Monday, October 1, 2018

CHS Settles HMA Kickback Case with Feds for $262 million


The Justice Department settled a fraudulent billing case with Community Health System's HMA for $262 million. 

Between 2009 and 2012, two former HMA hospitals, Lancaster Regional Medical Center and Heart of Lancaster Medical Center in Pennsylvania, billed federal health care programs for services referred to the hospitals by individual physicians and physician groups.  According to the government, HMA compensated these physicians and physician groups through complex kickback arrangements in exchange for a patient referral stream. In one instance, HMA bought two businesses from a physician group for grossly inflated amounts.  HMA also paid that same physician group under a contract that was styled as payment for services that were never performed or that neither party ever had any intention of performing. In another instance, HMA paid a local surgeon exorbitantly more than the fair market value of his services.  According to the government, these arrangements were intentionally structured to disguise payments which were, in actuality, payments for patient referrals, not for legitimate services
President Obama appointed White House Health Reformer Nancy Ann Deparle in March 2009.  Her for-profit health care credentials included serving on the board of Legacy Hospital Parnters, which is incestuously related to Community Health Systems (CHS) through Chairman Denny Shelton.  Community Health Systems bought HMA in 2014 after buying Shelton's Triad Hospitals in 2008.

Greed drives unethical behavior, in healthcare as in finance.   Australians have awakened to this fact.

A royal commission this year, the country's highest form of public inquiry, has exposed widespread wrongdoing in the industry.  It released an interim report on Friday, condemning an industry which it said valued profit over people.  The Australian government called the report a "scathing" assessment.  "[The report] shines a very bright light on the poor behaviour of our financial sector," Treasurer Josh Frydenberg said.  "Australians expect and deserve better."
Former Medicare Chiefs consistently arise from the for-profit healthcare industry and return to their swampy roots afterwards.    Former Medicare Chief Gail Wilensky sold nursing home giant Manorcare to The Carlyle Group as a board member.  Wilensky set up a structure that would prevent patients being harmed by Manorcare's PEU ownership.  It did not prevent Carlyle from bleeding the company for well over $6 billion in cash before completely bankrupting it. 

Nancy Ann Deparle returned to her PEU roots with Consonance Capital after designing greed focused PPACA.  Just days ago Bloomberg reported:

A new federal watchdog report warns that privately run Medicare health plans used by millions of older Americans may be improperly denying patients medical care.

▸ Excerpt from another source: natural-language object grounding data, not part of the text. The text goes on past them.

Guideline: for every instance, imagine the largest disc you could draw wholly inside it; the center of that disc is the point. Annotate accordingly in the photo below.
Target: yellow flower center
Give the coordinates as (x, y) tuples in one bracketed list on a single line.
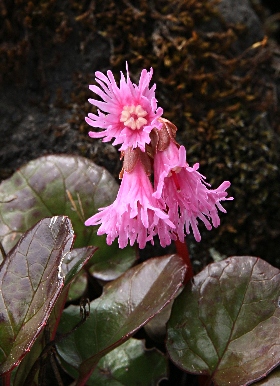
[(133, 117)]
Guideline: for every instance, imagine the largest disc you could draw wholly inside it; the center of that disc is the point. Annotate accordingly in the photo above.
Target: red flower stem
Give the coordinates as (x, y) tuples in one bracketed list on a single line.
[(7, 379), (182, 250)]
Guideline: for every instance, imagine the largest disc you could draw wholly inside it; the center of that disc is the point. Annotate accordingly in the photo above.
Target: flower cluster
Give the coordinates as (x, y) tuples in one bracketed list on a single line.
[(179, 196)]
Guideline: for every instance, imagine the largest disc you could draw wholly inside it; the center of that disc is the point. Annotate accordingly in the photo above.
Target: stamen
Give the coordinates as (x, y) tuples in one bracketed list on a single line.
[(133, 117), (175, 179)]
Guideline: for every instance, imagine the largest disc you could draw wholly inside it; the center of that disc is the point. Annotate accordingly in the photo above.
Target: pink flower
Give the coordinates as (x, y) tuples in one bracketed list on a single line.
[(135, 214), (129, 112), (185, 192)]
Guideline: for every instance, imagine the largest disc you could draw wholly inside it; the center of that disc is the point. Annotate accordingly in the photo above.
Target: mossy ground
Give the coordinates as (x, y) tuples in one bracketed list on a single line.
[(219, 90)]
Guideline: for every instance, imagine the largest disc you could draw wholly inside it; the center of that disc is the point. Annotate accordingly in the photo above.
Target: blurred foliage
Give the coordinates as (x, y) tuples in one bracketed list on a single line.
[(220, 91)]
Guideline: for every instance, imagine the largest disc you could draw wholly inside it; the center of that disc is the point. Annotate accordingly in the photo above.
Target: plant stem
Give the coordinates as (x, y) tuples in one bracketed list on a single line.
[(183, 251), (7, 379)]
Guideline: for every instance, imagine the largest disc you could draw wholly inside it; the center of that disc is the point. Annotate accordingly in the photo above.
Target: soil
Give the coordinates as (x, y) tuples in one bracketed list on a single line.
[(223, 84)]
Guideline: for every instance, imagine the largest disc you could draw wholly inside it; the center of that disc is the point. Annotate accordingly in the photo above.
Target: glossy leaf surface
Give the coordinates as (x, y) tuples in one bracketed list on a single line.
[(125, 305), (226, 323), (30, 282), (71, 266), (62, 185), (128, 364), (273, 379)]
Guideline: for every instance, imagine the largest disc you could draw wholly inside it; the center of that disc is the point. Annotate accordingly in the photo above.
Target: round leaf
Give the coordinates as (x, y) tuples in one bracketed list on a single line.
[(125, 305), (130, 364), (30, 283), (62, 185), (226, 322)]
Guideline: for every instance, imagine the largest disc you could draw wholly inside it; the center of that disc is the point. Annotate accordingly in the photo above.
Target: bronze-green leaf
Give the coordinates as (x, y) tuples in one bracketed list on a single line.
[(226, 322), (63, 185), (125, 305), (30, 282)]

Federal auditors have found “widespread and persistent problems related to denials of care and payment in Medicare Advantage,” the privately administered plans that insure more than 20 million people, according to the report from the Health and Human Services Office of Inspector General.
For-profit healthcare companies have internal incentive programs which distort behavior, as in the case of HMA.

According to the Justice Department, HMA, beginning in 2008, defrauded government healthcare programs like Medicare and Medicaid by illegally pressuring and inducing doctors into increasing the number of emergency department patient admissions.  Those admissions were made without regard to whether the they were medically necessary, prosecutors said.
PPACA instituted a complex series of pay for performance initiatives, HAC, HRRP, VBP, VM, MIPS, APM, MACRA, which drive similar bad behavior.  Reward/punishment systems distort behavior to achieve the reward and/or avoid the negative.

Roughly 30% of corporate executives cheated by backdating stock options to maximize their executive compensation.  President Obama once said "if pay for performance works," without sharing vast research that it causes major distortions by causing people to focus on the reward, not the quality of their work.  Many like executives at HMA will cheat to garner the prize.

The government settlement absolves CHS of any criminal charges:

Health Management Associates, which Community Health acquired in 2014, agreed to pay the sum to resolve criminal and civil claims as part of a deal in which a subsidiary also agreed to plead guilty to conspiring to commit healthcare fraud.
White collar criminals have their company's pay fines for unethical and illegal behavior.  Jail time is reserved for street urchins, not the landed gentry. 

Update 10-1-18:  Davita settled with the Justice Department for $270 million for overcharging Medicare via Medicare Advantage plans.  Health reformer Deparle was on the Davita board when President Obama tapped her.